The e-mobility cluster also ships MQTT broker metrics into Prometheus. When charger connectivity drops, we see it in Grafana before the customer support tickets arrive.

Secrets Management

External Secrets Operator syncs secrets from AWS Secrets Manager into Kubernetes Secrets. No secrets in Git, no manual secret creation. When a secret rotates in Secrets Manager, ESO picks up the change automatically.

This pattern works across both clusters. The SaaS platform stores database credentials, API keys, and TLS certificates in Secrets Manager. The e-mobility platform adds MQTT broker credentials and third-party charging network API keys.

Terraform State Separation

One lesson I learned the hard way: don’t manage AWS infrastructure and Kubernetes resources in the same Terraform state.

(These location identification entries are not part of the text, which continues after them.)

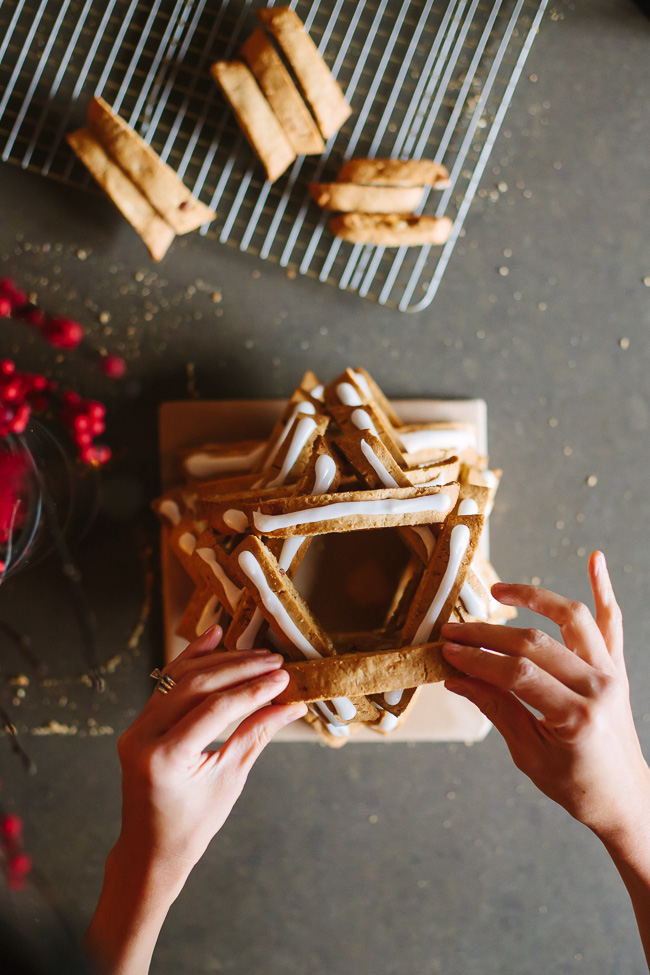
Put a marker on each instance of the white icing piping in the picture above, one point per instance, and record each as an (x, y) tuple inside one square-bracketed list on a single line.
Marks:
[(302, 407), (187, 542), (363, 421), (380, 469), (458, 541), (388, 722), (304, 430), (343, 509), (233, 592), (170, 510), (205, 465), (246, 638), (437, 439), (325, 471), (473, 602), (468, 506), (236, 520), (251, 568), (348, 394)]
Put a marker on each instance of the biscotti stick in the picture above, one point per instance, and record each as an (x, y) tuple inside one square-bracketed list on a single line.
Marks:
[(155, 232), (353, 511), (255, 116), (365, 673), (391, 229), (314, 77), (154, 178), (290, 617), (283, 96), (214, 565), (202, 611), (349, 197), (211, 461), (436, 596), (394, 172)]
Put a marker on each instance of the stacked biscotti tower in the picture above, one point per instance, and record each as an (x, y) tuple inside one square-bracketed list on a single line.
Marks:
[(339, 460)]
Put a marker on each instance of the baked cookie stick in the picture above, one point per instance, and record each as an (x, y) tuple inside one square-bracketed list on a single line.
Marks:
[(354, 511), (155, 232), (349, 197), (283, 96), (146, 170), (314, 77), (290, 617), (394, 172), (365, 673), (391, 230), (255, 116)]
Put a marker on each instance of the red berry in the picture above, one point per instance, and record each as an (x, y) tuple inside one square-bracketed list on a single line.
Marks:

I split it into two state modules per cluster:

Infrastructure state — VPC, subnets, EKS cluster, node IAM roles, RDS, ElastiCache
Kubernetes state — Helm releases (ArgoCD, Karpenter, External Secrets Operator), namespace definitions, RBAC

They have different lifecycles. Upgrading ArgoCD shouldn’t require a plan against the entire VPC. Separate states mean independent applies and smaller blast radius when something goes wrong.

What I’d Do Differently

On the e-mobility cluster, we started with Cluster Autoscaler and migrated to Karpenter mid-project. That migration — draining node groups, shifting workloads, validating spot instance behavior — took a full sprint. Start with Karpenter from day one.

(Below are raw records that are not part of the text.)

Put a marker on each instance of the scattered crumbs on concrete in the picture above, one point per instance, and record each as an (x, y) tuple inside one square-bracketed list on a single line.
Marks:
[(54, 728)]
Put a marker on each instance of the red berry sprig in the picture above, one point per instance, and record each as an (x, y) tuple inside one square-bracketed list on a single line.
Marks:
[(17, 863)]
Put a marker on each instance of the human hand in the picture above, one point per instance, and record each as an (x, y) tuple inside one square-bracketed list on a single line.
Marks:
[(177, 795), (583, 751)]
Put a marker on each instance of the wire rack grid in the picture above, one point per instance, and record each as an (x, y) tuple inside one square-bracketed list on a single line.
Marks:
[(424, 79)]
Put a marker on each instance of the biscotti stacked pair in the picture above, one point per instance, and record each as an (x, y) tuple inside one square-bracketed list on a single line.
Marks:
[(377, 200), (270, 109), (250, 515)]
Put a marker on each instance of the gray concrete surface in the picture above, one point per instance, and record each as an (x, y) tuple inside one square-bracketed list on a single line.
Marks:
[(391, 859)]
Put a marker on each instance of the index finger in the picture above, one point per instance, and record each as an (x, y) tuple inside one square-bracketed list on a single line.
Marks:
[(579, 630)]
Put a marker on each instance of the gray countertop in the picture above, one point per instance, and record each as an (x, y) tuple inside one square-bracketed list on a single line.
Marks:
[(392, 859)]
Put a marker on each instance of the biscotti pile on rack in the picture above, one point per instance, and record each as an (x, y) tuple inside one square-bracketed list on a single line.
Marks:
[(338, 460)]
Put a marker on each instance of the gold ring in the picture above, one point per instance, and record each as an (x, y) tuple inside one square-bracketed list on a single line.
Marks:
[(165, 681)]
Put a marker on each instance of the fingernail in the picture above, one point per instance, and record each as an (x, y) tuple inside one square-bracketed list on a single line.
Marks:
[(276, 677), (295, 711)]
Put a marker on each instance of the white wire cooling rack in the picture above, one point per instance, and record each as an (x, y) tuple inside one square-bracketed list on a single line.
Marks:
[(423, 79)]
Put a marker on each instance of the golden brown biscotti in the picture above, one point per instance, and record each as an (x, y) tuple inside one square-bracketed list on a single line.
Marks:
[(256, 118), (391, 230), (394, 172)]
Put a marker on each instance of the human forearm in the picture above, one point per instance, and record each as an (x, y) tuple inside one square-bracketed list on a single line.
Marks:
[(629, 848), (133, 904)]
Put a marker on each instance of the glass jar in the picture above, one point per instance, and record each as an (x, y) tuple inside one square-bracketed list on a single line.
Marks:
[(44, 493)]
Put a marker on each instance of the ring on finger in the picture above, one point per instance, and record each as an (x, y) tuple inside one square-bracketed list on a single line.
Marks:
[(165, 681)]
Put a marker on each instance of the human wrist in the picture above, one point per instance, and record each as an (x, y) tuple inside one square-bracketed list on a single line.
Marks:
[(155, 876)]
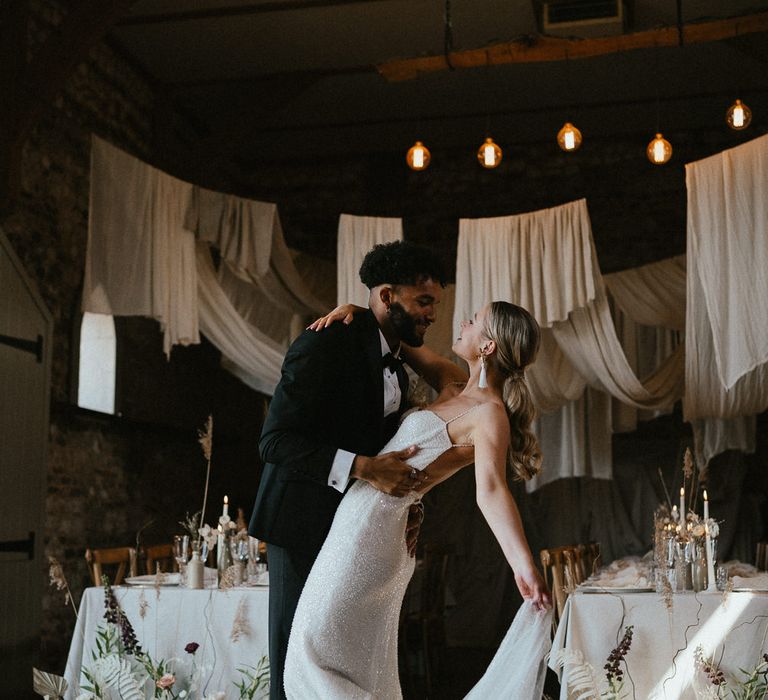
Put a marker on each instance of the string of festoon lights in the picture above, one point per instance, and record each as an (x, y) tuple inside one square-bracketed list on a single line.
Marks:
[(659, 150)]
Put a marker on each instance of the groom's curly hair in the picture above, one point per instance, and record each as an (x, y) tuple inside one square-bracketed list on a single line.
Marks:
[(401, 262)]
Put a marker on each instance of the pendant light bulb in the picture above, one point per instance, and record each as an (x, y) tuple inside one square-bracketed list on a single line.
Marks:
[(418, 156), (738, 116), (569, 137), (659, 150), (489, 154)]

On the SaaS cluster, we underinvested in pod disruption budgets early on. Karpenter’s consolidation is aggressive by default. Without proper PDBs, it will happily terminate nodes running your primary API pods during a consolidation cycle. Define PDBs before you enable consolidation.

EKS in production is manageable if you treat it like infrastructure, not a playground. Automate the node lifecycle, separate your state, and invest in observability from the start. The clusters that hurt are the ones where these decisions get deferred.